I'm curious...where did you get the answer 25.4 N? Is it given in the book? Because it doesn't specify what the pressure is above the surface of the tank. Assuming it was atmospheric pressure, and using the third formula you tried, I got the wrong answer. But assuming it (p1) was zero, I got the following:

p_2 = 0 + \rho g h

F = pA = (\rho g h)(\pi r^2) = (13 600 kg/m3 )(9.81 N/kg)(0.376m)(\pi)((0.0254m)/2)2 = 25.4 N

That's the right answer, but the method seems a little off...does the problem give more info about the pressure above the tank?

[Clausius2]

Your first attempt is wrong because you used the density in the formula for pressure! :eek: (it's ok...an honest mistake).

pressure (letter 'p'): force per unit area

p = \frac{F}{A}

density (letter 'rho'): mass per unit volume

\rho = \frac{m}{V}

I'm curious...where did you get the answer 25.4 N? Is it given in the book? Because it doesn't specify what the pressure is above the surface of the tank. Assuming it was atmospheric pressure, and using the third formula you tried, I got the wrong answer.
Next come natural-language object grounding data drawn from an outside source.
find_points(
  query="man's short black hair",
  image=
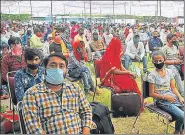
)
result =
(30, 53)
(57, 54)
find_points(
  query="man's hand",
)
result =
(133, 75)
(86, 130)
(181, 100)
(170, 98)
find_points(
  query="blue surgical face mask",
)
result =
(54, 76)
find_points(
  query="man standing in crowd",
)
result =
(155, 42)
(135, 50)
(35, 41)
(33, 73)
(172, 61)
(14, 60)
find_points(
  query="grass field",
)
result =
(147, 123)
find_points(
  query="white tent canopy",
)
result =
(139, 8)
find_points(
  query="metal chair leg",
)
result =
(167, 127)
(10, 104)
(13, 125)
(136, 119)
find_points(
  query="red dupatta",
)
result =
(76, 45)
(111, 58)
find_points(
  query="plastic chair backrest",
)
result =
(11, 87)
(97, 68)
(21, 120)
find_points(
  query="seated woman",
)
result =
(112, 72)
(162, 88)
(76, 67)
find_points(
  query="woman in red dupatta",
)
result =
(112, 72)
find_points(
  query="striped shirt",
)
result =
(45, 112)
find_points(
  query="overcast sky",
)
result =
(43, 8)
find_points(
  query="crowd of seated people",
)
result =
(43, 59)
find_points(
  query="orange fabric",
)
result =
(111, 60)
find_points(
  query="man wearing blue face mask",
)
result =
(55, 106)
(135, 50)
(32, 74)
But assuming it (p1) was zero, I got the following:

p_2 = 0 + \rho g h

F = pA = (\rho g h)(\pi r^2) = (13 600 kg/m3 )(9.81 N/kg)(0.376m)(\pi)((0.0254m)/2)2 = 25.4 N

That's the right answer, but the method seems a little off...does the problem give more info about the pressure above the tank?

You solved it right, cepheid. Below the plug, there is atmospheric pressure too. So that, the force exerted by the atmosphere is cancelled at the two sides.